Data set found on Kaggle: Swiss banknote counterfeit detection
Inspiration: Our group thinks that the subject of detecting fake money is very interesting. Moreover, The data is suitable for multivariate analysis.
The data consists of 200 observations on 7 variables
Counterfeit: indicator random variable: 1 if counterfeit, 0 if genuine
Length: length of the bill from the left edge to the right edge in millimeters
Left: length of the left edge from bottom to top in millimeters
Right: length of the right edge from bottom to top in millimeters
Bottom: bottom margin width in millimeters
Top: top margin width in millimeters
Diagonal: Length of diagonal of the bill in millimeters
Response variable: Counterfeit
Predictor variables: Length, Left, Right, Bottom, Top, and Diagonal
Main Question: Are the variables Length, Left, Right, Bottom, Top, and Diagonal together a good predictor of whether a bill is counterfeit or genuine?

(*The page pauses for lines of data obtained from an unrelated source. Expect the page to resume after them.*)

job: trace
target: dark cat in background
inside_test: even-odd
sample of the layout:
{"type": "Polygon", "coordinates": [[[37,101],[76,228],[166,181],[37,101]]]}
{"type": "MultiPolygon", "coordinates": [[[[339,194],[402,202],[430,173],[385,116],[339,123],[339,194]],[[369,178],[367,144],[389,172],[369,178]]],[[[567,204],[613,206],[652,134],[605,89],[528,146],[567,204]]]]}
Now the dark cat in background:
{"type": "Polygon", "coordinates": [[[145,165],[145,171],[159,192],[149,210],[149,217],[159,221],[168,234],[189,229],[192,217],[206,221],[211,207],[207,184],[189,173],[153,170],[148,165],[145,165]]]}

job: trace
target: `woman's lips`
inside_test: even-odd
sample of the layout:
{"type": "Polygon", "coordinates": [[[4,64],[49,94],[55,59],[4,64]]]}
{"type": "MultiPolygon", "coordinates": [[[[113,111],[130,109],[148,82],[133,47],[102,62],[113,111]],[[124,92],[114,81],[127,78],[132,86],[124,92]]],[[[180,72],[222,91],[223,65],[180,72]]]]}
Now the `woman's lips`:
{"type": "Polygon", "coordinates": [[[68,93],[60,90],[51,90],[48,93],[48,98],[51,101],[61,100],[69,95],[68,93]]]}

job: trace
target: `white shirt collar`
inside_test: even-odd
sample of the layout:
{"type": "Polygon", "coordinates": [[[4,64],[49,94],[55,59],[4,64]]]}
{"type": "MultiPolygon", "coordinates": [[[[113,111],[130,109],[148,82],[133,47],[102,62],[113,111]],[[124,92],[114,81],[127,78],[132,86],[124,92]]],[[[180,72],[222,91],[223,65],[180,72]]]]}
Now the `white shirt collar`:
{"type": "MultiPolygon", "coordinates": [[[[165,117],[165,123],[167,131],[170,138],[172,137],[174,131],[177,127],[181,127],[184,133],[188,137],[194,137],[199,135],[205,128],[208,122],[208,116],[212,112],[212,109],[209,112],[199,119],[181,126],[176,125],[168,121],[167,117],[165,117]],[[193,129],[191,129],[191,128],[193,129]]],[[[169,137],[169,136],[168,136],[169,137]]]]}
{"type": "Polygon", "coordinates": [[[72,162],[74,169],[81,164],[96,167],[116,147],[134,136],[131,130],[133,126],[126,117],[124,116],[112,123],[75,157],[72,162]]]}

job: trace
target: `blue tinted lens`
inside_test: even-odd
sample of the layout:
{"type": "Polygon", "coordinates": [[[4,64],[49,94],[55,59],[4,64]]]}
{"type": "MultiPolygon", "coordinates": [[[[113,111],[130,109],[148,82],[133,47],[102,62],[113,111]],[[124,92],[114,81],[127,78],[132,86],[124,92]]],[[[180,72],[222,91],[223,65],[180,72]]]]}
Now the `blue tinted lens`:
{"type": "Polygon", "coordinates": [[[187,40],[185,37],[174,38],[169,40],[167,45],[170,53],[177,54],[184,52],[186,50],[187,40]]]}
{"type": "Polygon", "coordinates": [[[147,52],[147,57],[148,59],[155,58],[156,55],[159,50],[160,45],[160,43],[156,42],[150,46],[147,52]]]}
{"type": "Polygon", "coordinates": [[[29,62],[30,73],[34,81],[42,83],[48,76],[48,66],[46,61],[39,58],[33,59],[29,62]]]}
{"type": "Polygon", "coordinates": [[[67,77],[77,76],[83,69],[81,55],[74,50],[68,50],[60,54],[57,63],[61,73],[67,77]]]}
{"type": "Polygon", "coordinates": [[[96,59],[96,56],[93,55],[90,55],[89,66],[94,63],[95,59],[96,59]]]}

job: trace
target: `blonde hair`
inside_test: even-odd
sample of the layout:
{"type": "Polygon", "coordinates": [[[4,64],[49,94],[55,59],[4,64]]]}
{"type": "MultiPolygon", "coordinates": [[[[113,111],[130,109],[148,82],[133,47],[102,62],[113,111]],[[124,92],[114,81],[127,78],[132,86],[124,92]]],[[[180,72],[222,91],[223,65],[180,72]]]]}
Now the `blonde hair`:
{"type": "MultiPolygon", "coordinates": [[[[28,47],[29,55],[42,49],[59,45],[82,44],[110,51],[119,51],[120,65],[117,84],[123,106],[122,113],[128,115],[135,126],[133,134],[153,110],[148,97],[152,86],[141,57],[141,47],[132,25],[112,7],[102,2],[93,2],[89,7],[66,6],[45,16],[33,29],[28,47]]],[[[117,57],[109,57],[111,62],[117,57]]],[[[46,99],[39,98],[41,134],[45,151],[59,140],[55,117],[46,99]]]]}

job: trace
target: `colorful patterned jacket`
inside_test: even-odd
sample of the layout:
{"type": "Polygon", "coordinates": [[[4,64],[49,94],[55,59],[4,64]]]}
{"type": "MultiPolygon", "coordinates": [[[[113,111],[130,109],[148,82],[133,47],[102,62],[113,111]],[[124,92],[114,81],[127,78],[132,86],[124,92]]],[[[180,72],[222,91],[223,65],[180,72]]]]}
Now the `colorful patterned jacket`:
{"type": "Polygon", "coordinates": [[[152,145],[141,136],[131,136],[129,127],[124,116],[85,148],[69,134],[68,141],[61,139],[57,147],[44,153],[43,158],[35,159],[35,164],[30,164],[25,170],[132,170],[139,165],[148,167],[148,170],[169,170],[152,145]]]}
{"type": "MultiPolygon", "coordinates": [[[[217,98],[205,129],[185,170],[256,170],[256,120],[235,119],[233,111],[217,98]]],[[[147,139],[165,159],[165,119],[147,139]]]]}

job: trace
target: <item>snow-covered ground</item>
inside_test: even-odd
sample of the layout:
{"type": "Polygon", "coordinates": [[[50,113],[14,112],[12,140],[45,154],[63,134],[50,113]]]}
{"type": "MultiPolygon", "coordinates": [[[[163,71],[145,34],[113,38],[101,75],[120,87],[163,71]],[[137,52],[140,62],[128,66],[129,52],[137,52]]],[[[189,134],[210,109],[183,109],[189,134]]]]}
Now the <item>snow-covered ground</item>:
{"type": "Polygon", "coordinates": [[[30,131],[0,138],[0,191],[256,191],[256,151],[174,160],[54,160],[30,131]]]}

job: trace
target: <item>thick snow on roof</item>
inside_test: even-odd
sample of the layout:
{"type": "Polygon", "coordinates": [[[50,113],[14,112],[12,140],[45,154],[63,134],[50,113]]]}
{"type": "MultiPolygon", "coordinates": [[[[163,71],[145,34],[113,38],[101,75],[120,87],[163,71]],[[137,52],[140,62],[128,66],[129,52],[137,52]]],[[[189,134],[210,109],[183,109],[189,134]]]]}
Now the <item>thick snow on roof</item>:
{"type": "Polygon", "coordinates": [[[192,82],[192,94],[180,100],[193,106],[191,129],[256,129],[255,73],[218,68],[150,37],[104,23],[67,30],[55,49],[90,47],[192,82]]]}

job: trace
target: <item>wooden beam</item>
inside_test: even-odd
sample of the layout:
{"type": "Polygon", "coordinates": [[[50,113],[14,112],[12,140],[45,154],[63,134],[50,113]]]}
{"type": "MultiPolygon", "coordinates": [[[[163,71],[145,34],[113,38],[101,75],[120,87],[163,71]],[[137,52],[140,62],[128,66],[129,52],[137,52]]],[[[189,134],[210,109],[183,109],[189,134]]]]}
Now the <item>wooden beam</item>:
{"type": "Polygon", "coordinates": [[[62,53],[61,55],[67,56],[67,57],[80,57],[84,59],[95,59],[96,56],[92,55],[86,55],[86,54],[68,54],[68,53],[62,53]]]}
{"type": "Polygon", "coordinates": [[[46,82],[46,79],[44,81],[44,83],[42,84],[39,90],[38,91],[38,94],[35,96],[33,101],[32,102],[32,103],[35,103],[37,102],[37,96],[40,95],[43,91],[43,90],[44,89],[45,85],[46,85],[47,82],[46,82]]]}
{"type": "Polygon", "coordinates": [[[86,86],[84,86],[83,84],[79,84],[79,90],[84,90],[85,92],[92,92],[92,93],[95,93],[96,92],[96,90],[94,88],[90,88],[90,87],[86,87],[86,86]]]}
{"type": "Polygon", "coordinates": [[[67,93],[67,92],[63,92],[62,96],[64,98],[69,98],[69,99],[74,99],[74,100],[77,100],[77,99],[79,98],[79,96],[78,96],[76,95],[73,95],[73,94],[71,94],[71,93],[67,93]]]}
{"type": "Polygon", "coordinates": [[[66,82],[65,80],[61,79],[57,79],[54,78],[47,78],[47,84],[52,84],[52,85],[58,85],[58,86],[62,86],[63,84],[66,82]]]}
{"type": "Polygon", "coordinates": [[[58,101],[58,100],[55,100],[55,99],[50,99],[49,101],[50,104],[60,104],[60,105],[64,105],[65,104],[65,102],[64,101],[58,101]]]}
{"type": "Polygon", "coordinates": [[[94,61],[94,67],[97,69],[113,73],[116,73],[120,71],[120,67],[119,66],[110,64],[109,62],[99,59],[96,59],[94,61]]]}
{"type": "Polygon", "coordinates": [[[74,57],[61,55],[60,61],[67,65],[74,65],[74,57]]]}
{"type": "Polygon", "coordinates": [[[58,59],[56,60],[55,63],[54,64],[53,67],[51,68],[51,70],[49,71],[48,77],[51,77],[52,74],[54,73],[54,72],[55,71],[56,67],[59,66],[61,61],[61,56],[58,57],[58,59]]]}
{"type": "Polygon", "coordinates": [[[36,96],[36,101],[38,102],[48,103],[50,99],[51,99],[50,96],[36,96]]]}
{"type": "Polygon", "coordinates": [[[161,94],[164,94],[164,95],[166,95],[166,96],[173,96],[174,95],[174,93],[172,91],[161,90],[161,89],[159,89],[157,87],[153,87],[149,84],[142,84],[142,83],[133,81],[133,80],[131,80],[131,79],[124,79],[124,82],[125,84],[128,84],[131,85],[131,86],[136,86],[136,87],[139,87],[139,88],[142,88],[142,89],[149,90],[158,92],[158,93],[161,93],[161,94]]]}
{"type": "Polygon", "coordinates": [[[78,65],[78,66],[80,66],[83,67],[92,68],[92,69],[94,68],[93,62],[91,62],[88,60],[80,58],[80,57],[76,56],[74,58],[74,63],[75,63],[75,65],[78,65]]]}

We are planning to use inference for multivariate means to compare the different sample mean vectors for counterfeit vs real bills, and to test if they are different. We will also use PCA to try to reduce the number of variables if possible.
PCA analysis group includes: This group will use PCA to reduce the dimension of data. At the same time look for potential correlations between different predictors.
Hypothesis testing group 1: This group will compare the multivariate means for counterfeit and real bills using hypothesis testing.
Hypothesis testing group 2 includes: This group will try to use appropriate statistical techniques to infer the population means of each predictor variable for counterfeit and real bills.